この住宅は、海外勤務が多い50歳代の夫妻と、既に社会人のご子息一人が住むためのものである。落ち着いた住宅地は、この家を含めて2期目の建替え時期に入っているようである。敷地は、雛壇型に南に下がり
、見晴らしと、風通しの良い場所である。設計者は、その南北に流れる「風」を建物に「通す」ことに主点を置くことを目指した。

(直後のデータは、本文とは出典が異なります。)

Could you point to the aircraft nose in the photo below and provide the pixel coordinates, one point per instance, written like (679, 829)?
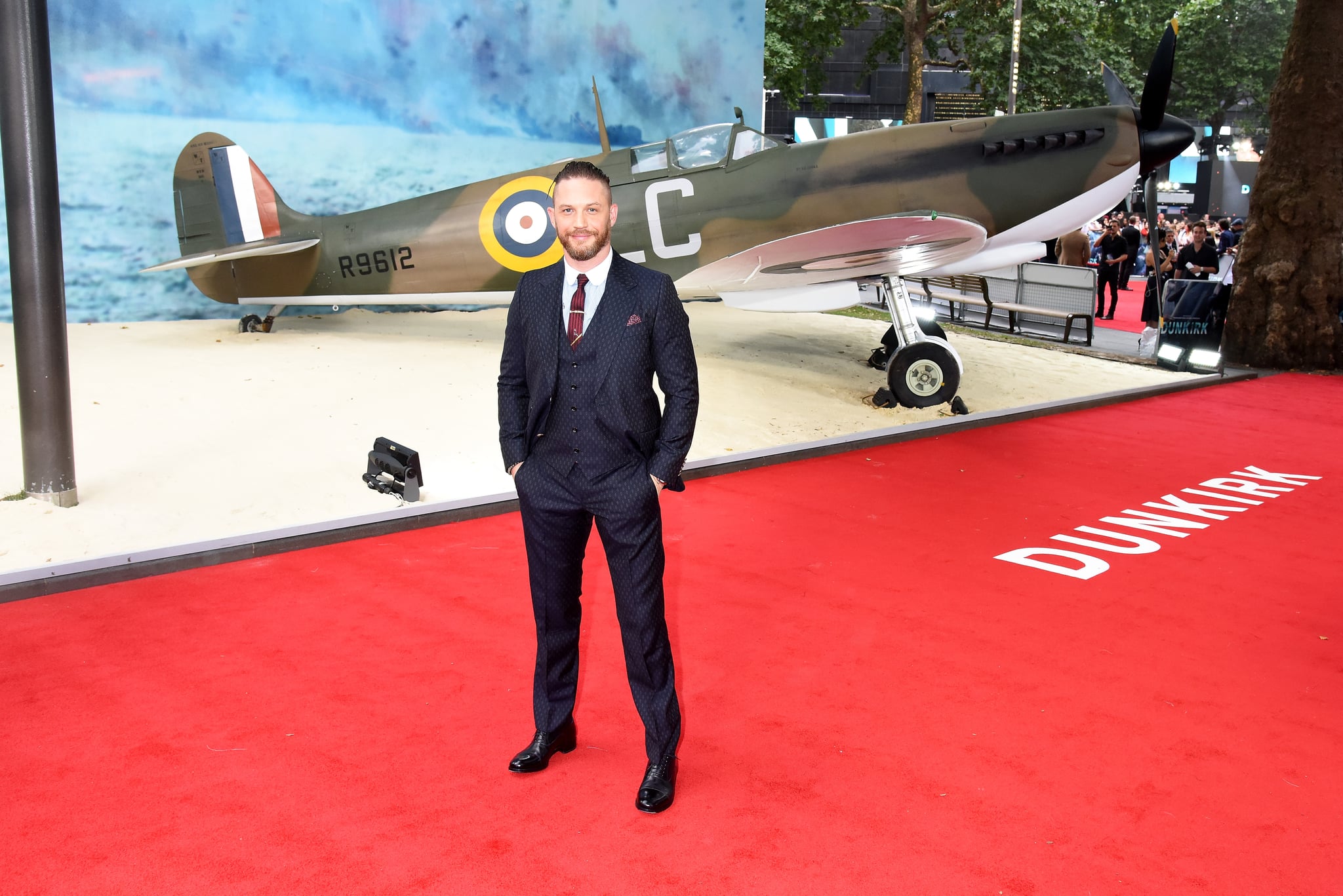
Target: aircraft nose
(1158, 147)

平面は、半地下に車庫を取り込み、RC造で基礎と一体化し、1・2階は、木造のアルミボックスとウッドボツクスを並部べ、中央に「風」が通るように居間を配した、三枚おろしの構成である。一段上がった車庫上階のポーチから中に入ると、高く吹き抜けた居間
|
|
は、南面が広く開け、家々の屋根が俯瞰できる眺望である。左右の壁上部には、2階居室への風道窓が、5枚の片開きで縦に切れ、天井は木の軸組が現わしで、夫々リズム感を与えている。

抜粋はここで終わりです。